Friday, August 10, 2012

Thoughts on XNA's SpriteBatch

I've been doing some work with OpenGL lately, and I found myself wishing for something as convenient as XNA's SpriteBatch object. I wrote one for myself, but recently I noticed that Shawn Hargreaves has released a C++ version of SpriteBatch. I thought it would be interesting to compare our implementations. For those not familiar with XNA Game Studio, SpriteBatch encapsulates the setup and shaders necessary for blitting from a texture to the screen with some optional effects. It's probably the best system out there for making your own Super Nintendo knockoff game. Using SpriteBatch is as simple starting a batch, drawing your sprites, then ending the batch.
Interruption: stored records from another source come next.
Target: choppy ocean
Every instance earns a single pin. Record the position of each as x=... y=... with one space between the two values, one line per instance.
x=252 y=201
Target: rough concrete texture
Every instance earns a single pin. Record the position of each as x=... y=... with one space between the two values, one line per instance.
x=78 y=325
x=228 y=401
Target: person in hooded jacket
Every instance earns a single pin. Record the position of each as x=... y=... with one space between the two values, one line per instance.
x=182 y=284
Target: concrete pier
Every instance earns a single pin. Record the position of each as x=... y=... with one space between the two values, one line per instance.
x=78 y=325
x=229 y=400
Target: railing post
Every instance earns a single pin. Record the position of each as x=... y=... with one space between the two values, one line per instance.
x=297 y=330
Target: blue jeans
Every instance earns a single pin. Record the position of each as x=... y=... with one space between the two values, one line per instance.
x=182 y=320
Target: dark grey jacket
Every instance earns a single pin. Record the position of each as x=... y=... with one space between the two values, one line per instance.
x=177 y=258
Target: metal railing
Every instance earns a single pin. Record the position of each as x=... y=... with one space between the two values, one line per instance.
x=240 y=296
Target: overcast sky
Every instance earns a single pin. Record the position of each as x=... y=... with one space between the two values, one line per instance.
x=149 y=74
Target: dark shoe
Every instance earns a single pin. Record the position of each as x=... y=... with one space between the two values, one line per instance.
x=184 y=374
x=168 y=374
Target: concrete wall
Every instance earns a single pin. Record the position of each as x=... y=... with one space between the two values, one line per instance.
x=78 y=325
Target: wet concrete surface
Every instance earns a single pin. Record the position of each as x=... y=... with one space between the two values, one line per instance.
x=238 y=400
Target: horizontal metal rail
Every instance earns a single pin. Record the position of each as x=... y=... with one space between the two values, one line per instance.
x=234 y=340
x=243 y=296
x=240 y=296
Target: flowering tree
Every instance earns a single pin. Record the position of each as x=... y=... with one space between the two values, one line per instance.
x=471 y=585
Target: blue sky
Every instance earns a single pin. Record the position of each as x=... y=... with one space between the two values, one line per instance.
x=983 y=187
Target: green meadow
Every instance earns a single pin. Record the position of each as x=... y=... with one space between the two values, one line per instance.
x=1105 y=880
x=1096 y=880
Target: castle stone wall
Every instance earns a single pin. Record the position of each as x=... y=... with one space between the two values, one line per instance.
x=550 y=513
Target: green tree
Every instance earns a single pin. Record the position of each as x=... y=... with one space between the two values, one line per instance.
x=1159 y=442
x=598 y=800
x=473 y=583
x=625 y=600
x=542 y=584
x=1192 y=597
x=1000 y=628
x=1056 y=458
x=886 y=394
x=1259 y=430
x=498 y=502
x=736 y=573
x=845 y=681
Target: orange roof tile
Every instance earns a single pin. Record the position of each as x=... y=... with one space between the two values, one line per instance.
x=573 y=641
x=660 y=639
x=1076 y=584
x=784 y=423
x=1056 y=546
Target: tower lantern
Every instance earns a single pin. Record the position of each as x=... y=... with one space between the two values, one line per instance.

It also has some options for immediate drawing vs. queuing and sorting for efficiency.

The are a few different draw calls in SpriteBatch all of which are various combinations of the following parameters:

  • Source Texture
  • Source Rectangle (for sprite sheets)
  • Sprite Effects (mirroring options for source image)
  • Destination (either point or rectangle)
  • Depth (for layering effects)
  • Rotation
  • Origin of Rotation
  • Scale
  • Color (more of a tint really)

Unless the SpriteSortMode is Immediate, each draw call is queued for later sorting before rendering. The intermediate data format, as well as the shaders, are key to the overall efficiency. One extreme would be to cache all the potential parameters, as is,  whether or not they're needed, filling in the blanks with defaults. This leads to excess work, such as calculating sin(0) for the non-rotation cases. However, on a platform where all the parameters are just passed on to geometry shaders the GPU won't notice the extra work. On the other extreme would be calculating a 2x2 texture coordinate matrix and a 4x4 transformation matrix to encapsulate all the parameters in a form the GPU needs. This does some work on the CPU that could be done in a vertex shader, plus has a larger memory footprint and, if you don't have instanced drawing capability, there will be extra API overhead. However, it doesn't use any features not present on fixed function hardware.

XNA's Implementation
I was surprised to see in the official source that Shawn used the cache-all-parameters approach. I suppose this would have some advantages considering the cross platform nature of the API. All the draw calls do is queue up a sprite with little to no computation. All the heavy lifting is in the RenderSprite function, which calculates everything on the CPU then writes it to an indexed vertex array. The vertex array is drawn using one big draw call.

My Implementation
I probably went a bit overkill on this considering the complexity of my (many) draw calls and the simplicity of my render function. I store color and depth as is, I store the texture coordinates in homogenous form in two vec2,  and I store the destination/rotation/origin/scale as two vec3 (the first two columns of a 3x3 transform matrix, where the third column is just [0,0,1]). Overall, it saves just a single float of intermediate storage (not as good as I was hoping for). Just like the official implementation, I do all my math on the CPU. However, I do most of it in the draw call, and have a simple render function. Unlike the official implementation, I render into an un-indexed vertex array and render one tri-strip per sprite. Fortunately OpenGL doesn't have the API overhead that DirectX does, because doing it this way saves 36 floats of memory per sprite by not having a huge VertexPositionColorTexture array.

Potential API Improvements
One big change I made to my API, is that I added versions that accept a Sprite object. The Sprite object encapsulates the texture pointer, source rectangle, and origin. These parameters are typically passed in groups so it makes sense to collect them together. I store pre-scaled texture coordinates in it so it saves a little computation. It also allows the specification of an origin point even when not rotating. This is useful for things like locating sprites by a point between the characters feet.

Something I found myself wishing for was for every function have color and depth as the last two parameters with default values of Color.White and 0.0f respectively. These parameters don't require any extra calculations, and they are useful no matter what other combinations of parameters are present.
Another thing I added is a draw call that accepts SpriteEffects but no rotation. I noticed this missing function when I was implementing a SNES style tile map. I had to rotate every tile by 0 degrees every time.

Overall, I was surprised how similar my implementation was to the official version. Especially considering how much work it was. I'd like to thank Shawn for releasing his source code. I always love to peek into the stuff going on behind the scenes of an API.